Adapt it for your goals.
Vegetable Swap
Replace ash gourd with other vegetables like sautéed okra (vendakkai), chayote squash (chow chow), or steamed colocasia roots (seppankizhangu).
Festive AdditionFestive Addition
For a richer, festive version, add fried medu vadas or vegetable bondas to the finished kuzhambu. Let them soak for 10-15 minutes before serving to absorb the flavors.
Spice Level AdjustmentSpice Level Adjustment
Easily adjust the heat by increasing or decreasing the number of green and dried red chillies.

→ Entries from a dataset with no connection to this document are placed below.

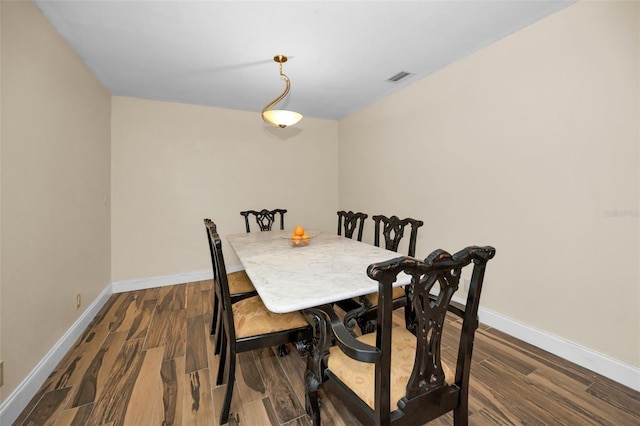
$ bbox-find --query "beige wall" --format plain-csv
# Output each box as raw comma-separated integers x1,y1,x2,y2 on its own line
0,1,111,397
111,97,338,281
339,2,640,367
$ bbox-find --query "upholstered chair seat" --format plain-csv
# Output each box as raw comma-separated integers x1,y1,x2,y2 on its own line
327,327,455,410
232,296,308,339
227,271,256,297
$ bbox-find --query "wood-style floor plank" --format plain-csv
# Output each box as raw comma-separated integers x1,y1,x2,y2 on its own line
84,339,145,424
183,369,215,426
14,280,640,426
124,346,164,425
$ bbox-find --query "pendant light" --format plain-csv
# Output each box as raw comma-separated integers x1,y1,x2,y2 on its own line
262,55,302,129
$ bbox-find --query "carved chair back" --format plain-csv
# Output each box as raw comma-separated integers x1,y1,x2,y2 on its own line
305,246,495,425
338,210,369,241
240,209,287,232
372,215,424,257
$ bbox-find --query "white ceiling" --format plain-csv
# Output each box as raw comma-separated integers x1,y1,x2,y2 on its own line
35,0,572,119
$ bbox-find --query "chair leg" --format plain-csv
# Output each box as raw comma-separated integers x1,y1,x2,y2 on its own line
213,311,224,355
304,370,320,426
453,390,469,426
220,345,236,425
211,292,220,336
216,329,227,386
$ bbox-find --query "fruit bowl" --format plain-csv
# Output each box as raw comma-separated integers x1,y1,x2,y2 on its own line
285,226,312,247
288,237,311,247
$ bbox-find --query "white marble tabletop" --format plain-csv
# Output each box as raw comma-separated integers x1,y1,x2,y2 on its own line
227,230,409,313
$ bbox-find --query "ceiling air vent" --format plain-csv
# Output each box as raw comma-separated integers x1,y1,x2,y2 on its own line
387,71,411,83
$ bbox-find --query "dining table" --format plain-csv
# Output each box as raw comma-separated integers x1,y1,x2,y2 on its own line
227,230,410,313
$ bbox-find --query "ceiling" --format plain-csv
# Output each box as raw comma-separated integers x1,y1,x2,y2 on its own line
35,0,573,120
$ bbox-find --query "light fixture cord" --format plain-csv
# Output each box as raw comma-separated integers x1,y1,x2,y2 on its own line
262,62,291,115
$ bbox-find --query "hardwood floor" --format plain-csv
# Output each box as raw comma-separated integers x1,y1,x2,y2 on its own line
14,281,640,426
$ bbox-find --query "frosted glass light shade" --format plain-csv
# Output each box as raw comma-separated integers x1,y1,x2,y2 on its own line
262,109,302,129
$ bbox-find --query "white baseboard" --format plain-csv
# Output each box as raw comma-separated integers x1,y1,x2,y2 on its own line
0,272,640,425
111,266,243,293
0,285,112,425
472,301,640,391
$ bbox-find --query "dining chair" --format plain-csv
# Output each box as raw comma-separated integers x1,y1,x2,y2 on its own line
240,209,287,232
208,227,312,424
345,215,424,334
338,210,369,241
305,246,495,425
203,218,258,355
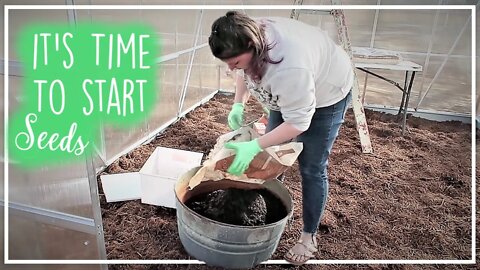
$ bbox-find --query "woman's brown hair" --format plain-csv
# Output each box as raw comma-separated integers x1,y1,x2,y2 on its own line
208,11,283,80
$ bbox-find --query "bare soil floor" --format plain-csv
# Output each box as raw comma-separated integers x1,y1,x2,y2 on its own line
99,94,478,269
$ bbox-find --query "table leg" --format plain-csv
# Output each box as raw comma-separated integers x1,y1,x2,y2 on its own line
402,71,415,135
397,70,408,115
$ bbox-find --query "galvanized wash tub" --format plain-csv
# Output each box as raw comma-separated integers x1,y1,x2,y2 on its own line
175,167,293,268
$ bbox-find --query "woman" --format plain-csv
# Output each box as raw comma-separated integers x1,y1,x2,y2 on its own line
209,11,353,265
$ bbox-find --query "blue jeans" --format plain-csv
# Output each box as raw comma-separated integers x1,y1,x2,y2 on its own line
267,92,352,233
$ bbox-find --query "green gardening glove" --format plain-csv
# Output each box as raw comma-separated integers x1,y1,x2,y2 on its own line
225,139,262,175
228,103,244,130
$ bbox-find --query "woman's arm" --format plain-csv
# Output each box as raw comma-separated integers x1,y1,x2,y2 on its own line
234,74,250,104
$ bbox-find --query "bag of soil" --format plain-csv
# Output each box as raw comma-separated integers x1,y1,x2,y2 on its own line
188,127,303,189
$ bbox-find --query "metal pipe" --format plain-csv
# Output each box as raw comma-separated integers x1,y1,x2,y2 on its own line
415,12,472,110
415,0,443,110
370,0,382,48
0,200,97,234
85,155,107,262
177,9,203,115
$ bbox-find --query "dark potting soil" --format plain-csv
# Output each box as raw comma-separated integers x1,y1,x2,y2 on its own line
185,188,287,226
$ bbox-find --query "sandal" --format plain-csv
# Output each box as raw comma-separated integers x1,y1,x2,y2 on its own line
285,237,318,266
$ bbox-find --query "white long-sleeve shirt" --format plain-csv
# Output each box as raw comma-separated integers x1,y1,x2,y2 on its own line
244,17,353,131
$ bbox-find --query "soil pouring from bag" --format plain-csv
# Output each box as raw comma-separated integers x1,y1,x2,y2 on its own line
185,188,287,226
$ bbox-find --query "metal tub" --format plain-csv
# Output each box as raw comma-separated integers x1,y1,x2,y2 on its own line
175,167,293,268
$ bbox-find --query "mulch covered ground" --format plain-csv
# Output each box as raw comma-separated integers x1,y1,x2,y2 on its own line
95,94,478,269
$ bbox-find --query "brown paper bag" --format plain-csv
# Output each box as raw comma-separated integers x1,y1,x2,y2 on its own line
188,127,303,189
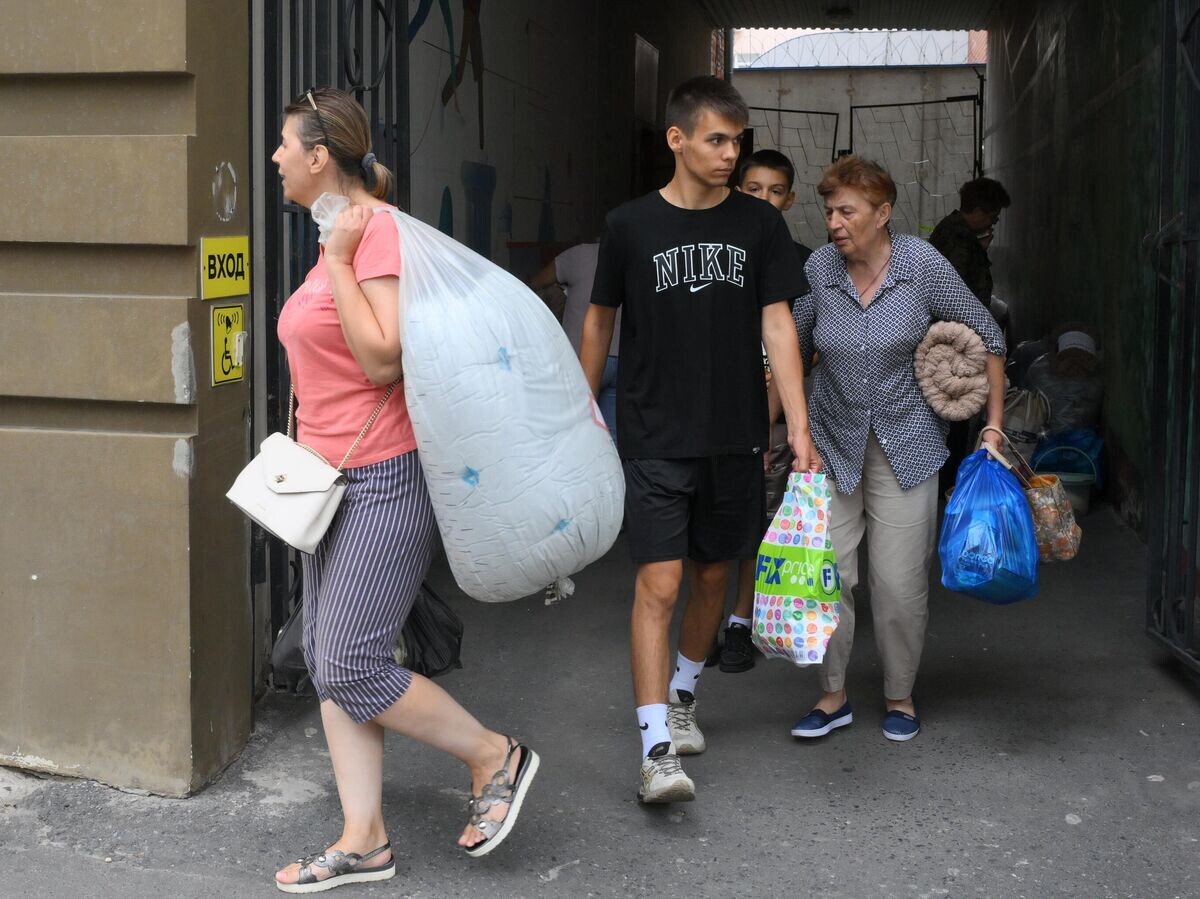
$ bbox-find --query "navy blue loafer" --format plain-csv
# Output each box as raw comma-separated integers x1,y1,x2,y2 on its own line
883,709,920,743
792,702,854,739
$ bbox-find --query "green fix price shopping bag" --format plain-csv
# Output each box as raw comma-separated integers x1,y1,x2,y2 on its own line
751,472,841,665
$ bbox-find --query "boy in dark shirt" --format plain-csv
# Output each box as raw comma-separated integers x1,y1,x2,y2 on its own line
581,76,820,802
719,150,812,673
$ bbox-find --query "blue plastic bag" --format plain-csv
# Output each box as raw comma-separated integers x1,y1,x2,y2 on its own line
937,449,1038,605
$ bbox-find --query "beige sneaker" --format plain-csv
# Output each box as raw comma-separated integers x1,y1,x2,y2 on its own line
667,690,707,755
637,743,696,802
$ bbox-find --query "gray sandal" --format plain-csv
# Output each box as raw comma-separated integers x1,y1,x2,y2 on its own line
463,737,540,858
275,843,396,893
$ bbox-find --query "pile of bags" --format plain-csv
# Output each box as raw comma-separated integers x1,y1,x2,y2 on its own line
1004,323,1104,515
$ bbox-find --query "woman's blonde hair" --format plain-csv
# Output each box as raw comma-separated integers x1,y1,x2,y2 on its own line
283,88,395,199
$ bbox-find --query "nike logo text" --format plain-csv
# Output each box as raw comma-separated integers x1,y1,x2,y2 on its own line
654,244,746,293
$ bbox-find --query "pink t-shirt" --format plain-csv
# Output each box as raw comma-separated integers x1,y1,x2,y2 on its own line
277,206,416,468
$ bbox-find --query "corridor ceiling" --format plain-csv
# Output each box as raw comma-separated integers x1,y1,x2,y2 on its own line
697,0,998,31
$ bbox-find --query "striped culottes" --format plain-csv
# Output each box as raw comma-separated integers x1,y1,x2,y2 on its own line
300,450,434,724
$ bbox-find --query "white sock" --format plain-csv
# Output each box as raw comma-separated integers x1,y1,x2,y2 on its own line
668,653,704,696
637,702,671,757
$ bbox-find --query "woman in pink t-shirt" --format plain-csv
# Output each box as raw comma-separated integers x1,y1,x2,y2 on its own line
271,88,538,893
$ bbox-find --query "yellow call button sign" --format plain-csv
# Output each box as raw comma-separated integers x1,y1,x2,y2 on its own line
210,302,248,386
200,236,250,300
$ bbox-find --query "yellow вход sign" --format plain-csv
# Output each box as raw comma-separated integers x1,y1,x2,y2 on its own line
200,236,250,300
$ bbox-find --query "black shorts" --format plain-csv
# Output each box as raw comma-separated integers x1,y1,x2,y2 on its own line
624,453,764,564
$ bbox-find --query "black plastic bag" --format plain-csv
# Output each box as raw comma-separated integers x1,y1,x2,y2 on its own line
396,583,463,677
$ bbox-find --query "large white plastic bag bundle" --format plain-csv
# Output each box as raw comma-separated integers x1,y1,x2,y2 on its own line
392,212,625,603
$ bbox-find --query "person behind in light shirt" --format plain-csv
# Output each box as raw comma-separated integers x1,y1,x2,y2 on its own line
718,150,812,673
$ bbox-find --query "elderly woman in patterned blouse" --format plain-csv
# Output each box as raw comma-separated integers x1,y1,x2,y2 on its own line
792,156,1004,742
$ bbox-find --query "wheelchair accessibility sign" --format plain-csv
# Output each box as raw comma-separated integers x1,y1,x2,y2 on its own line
209,302,248,386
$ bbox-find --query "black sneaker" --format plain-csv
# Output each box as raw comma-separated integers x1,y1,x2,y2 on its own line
704,640,721,669
719,624,755,675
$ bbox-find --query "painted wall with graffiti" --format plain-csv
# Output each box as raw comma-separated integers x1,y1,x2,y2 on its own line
408,0,710,275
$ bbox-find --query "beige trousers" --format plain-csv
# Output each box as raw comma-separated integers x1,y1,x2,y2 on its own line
820,431,937,700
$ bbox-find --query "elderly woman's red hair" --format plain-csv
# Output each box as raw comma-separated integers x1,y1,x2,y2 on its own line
817,155,896,206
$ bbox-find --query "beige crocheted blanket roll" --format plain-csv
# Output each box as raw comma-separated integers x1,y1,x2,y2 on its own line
913,322,988,421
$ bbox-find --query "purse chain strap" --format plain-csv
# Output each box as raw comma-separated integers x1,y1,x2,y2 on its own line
288,376,404,471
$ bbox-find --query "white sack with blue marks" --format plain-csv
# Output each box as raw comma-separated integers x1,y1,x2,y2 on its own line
392,212,625,603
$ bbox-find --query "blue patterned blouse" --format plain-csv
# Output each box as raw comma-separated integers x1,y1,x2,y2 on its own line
792,232,1006,495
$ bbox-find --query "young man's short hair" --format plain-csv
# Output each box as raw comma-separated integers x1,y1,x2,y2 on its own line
959,178,1013,212
666,74,750,137
738,150,796,193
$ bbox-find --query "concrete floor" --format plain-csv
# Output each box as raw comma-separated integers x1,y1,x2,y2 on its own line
0,508,1200,899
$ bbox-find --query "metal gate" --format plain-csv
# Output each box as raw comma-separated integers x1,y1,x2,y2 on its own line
1145,0,1200,672
848,87,983,238
251,0,409,639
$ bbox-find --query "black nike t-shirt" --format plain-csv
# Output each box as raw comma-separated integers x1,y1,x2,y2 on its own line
592,191,804,459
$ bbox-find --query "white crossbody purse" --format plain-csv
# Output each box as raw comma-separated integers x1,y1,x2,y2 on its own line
226,380,400,553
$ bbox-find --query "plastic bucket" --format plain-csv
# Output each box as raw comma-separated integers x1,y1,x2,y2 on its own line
1033,446,1096,515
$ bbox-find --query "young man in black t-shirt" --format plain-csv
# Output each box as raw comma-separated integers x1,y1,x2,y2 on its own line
581,77,821,802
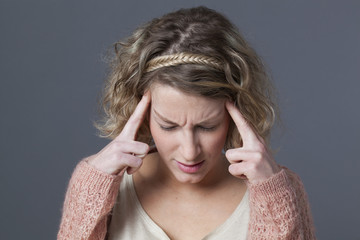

For a milder version, deseed the green chillies before grinding.
Why this is on our healthy list.
Promotes Gut Health
The use of curd makes this dish rich in probiotics, which are beneficial bacteria that support a healthy digestive system, improve nutrient absorption, and maintain a balanced gut microbiome.
Hydrating and Cooling
Ash gourd has a very high water content, making it incredibly hydrating. In Ayurveda, both ash gourd and curd are considered to have cooling properties, making this an excellent dish for warmer climates.
Anti-inflammatory Properties
The recipe includes potent anti-inflammatory spices like turmeric (containing curcumin), ginger, and cumin seeds. These ingredients help combat oxidative stress and reduce inflammation in the body.
Frequently asked questions
One serving of More Kuzhambu (approximately 1 cup or 265g) contains around 190-210 calories, making it a relatively light and healthy main dish.